Thursday, September 19, 2013

Shower Thank you Cards

I know I didn't have to mail them but they were sitting in Benjamin's room and everyone had already written the address on the return envelope because we played a game at the shower.  I had my shower a week before he died.  I didn't even finish putting stuff away.  Stupid me, I thought I had 6 weeks to finish his room and put his cute clothes away.  Anyway, I enjoyed writing the notes thanking the people I love for coming to celebrate Benjamin.  I know they were happy for me and loved him also.  However, I go to the post office and the postal worker looks at this pregnant lady (guessing 8 or 9 months) and says to another lady, "Does she know what she is getting herself into?"  and the other woman laughs and says, "I know it is so hard ha ha"  and they both have their chuckle.  I am so glad I wasn't the person she said it too.  I was thinking, you don't know hard.  What is hard is NOT hearing your baby cry, not having sleepless nights because they baby needed to be fed or needed a cuddle or to be rocked.  What I GIVE to rock my baby to sleep, to stay up all night staring at his precious face and kiss his tiny forehead.  I just still am floored everywhere I go I see a reminder.........a reminder of what  I lost.
I miss you Benjamin and I love you so so very much!

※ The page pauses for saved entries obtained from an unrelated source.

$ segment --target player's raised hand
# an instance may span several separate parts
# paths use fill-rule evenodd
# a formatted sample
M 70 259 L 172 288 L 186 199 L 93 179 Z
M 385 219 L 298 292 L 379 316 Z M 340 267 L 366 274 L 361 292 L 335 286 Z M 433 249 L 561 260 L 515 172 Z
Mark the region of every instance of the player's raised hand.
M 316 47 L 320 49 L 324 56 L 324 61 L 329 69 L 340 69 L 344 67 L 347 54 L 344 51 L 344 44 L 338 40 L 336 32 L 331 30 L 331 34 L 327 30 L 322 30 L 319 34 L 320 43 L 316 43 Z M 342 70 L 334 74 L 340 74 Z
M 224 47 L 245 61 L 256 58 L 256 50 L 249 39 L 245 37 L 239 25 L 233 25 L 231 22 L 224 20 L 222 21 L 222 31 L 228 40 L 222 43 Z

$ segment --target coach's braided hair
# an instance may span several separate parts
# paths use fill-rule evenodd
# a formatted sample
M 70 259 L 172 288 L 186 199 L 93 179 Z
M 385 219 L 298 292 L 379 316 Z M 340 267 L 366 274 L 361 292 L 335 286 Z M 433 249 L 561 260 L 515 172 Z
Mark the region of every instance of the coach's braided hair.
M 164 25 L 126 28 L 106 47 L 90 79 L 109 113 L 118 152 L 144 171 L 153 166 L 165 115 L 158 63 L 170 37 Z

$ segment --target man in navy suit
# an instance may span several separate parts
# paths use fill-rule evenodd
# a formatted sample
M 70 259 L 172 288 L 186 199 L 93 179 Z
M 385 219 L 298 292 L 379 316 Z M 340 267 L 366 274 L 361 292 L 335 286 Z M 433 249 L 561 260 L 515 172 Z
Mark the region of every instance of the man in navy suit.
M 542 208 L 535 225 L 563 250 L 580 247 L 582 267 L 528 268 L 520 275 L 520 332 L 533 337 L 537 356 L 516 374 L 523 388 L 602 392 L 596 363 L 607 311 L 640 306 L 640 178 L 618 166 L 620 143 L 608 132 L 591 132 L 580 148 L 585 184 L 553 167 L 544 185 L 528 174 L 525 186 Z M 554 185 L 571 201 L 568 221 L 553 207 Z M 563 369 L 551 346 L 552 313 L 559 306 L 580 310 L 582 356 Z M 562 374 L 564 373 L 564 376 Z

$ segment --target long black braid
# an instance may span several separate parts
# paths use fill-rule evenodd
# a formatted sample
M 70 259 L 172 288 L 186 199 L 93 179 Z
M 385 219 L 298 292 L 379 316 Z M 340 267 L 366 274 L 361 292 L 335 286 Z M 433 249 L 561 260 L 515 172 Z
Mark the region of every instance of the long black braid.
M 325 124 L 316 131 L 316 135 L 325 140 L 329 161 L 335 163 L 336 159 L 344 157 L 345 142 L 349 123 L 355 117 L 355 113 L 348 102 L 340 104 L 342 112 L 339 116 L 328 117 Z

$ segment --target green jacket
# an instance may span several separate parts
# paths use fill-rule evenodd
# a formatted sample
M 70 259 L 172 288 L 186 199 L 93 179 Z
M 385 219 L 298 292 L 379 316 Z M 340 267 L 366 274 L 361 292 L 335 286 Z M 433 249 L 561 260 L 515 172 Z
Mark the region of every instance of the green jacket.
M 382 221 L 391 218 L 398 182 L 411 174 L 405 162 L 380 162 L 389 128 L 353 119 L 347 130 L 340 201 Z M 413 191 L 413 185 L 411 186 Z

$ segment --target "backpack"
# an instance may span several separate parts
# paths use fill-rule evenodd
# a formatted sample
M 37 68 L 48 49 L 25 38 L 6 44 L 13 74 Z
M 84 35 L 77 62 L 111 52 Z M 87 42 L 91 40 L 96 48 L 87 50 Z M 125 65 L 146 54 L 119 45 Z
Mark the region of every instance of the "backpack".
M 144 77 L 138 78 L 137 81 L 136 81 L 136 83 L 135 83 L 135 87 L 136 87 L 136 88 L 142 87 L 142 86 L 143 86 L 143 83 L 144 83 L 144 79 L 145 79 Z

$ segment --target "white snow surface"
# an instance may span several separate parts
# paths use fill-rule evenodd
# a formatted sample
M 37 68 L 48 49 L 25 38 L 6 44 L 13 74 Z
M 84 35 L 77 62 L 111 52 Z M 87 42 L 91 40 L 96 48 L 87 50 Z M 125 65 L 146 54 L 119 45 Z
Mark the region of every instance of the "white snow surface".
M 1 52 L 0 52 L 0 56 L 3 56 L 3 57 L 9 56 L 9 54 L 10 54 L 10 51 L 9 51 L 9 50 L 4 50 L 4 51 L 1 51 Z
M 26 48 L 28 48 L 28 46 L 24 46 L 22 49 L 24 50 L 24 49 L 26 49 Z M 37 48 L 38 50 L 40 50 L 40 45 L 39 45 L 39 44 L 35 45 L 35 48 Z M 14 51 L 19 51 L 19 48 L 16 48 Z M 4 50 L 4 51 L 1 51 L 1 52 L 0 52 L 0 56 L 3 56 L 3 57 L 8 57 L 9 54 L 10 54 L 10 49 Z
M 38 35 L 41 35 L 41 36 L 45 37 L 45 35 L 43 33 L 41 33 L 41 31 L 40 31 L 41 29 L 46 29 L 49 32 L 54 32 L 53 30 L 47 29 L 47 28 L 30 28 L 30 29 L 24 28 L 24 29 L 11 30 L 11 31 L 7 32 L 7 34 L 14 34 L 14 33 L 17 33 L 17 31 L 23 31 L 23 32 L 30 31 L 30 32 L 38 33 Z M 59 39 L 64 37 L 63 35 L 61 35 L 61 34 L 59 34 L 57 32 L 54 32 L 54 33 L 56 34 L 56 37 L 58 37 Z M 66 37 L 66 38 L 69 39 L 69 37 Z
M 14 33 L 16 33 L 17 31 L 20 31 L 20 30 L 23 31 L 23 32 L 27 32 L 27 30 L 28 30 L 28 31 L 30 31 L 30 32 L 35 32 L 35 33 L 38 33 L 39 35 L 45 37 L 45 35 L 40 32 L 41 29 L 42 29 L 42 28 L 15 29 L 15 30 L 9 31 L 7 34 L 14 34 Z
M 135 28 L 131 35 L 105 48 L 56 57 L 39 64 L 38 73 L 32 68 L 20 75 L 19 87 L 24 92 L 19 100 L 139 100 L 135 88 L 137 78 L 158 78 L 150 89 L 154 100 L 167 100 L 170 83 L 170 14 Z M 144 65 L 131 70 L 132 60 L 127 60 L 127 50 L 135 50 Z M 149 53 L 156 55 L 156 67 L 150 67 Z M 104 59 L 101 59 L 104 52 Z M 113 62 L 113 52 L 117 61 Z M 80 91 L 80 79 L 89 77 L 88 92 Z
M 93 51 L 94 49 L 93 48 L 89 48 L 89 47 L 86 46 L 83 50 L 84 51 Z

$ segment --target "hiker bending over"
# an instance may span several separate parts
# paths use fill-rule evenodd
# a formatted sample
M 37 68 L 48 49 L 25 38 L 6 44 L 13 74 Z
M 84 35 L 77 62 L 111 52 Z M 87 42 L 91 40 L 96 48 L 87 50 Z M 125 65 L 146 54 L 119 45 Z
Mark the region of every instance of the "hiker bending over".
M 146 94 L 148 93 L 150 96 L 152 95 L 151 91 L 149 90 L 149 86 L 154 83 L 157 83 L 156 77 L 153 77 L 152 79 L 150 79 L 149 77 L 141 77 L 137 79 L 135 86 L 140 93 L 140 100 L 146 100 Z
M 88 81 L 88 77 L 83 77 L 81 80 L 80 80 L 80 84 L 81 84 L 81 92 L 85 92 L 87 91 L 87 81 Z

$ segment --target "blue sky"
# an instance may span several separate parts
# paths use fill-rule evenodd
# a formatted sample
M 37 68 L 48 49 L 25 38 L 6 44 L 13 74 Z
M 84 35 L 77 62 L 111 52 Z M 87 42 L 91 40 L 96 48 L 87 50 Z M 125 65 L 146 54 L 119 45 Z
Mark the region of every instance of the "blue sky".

Wednesday, September 18, 2013

The Walking Dead

When I run my errands with my fake smile I feel like I am the walking dead.  I have this horrible wound but no one can see it.  A part of my heart died with Benjamin on 8/6/13 yet it continues to beat so no none sees my pain or my wounds.  At times in public my eyes fill with tears and I pray no one can see them as I quickly turn away.  I miss my baby so much it physically hurts.  I hope he is watching over me to give me strength to carry on until I see him and hold him again.
Love you Benjamin

Tuesday, September 17, 2013

Benjamin........It's a Boy!

It is so funny, my entire life I always thought I would have a little girl.  I used to look at little girls longing to have one of my own.  When I found out I was having a boy I was petrified.  I knew his Daddy would have him in all kinds of sports.  I would be the worried Mom in the stands rooting him on and secretly praying he would be safe.  Now, I barely give little girls a glance.  I just stare at little boys and wonder, what would Benjamin look like at that age?  I want to dress him in little ties and sports jackets.  I want to watch him play baseball.  I want to teach him to be a little gentleman and say please and thank you.  I want to kiss him every morning and every night.  Instead I say Good Morning to my son and Good Night but he is not here with me.  Hopefully he is watching over me.

Sunday, September 15, 2013

Due Date has arrived

Today should be the best day in my life, the day my son was expected to be born.  However, he was born still 41 days ago.  Instead my blog will be started as I continue to try to celebrate his short time with me and also grieve the loss of him.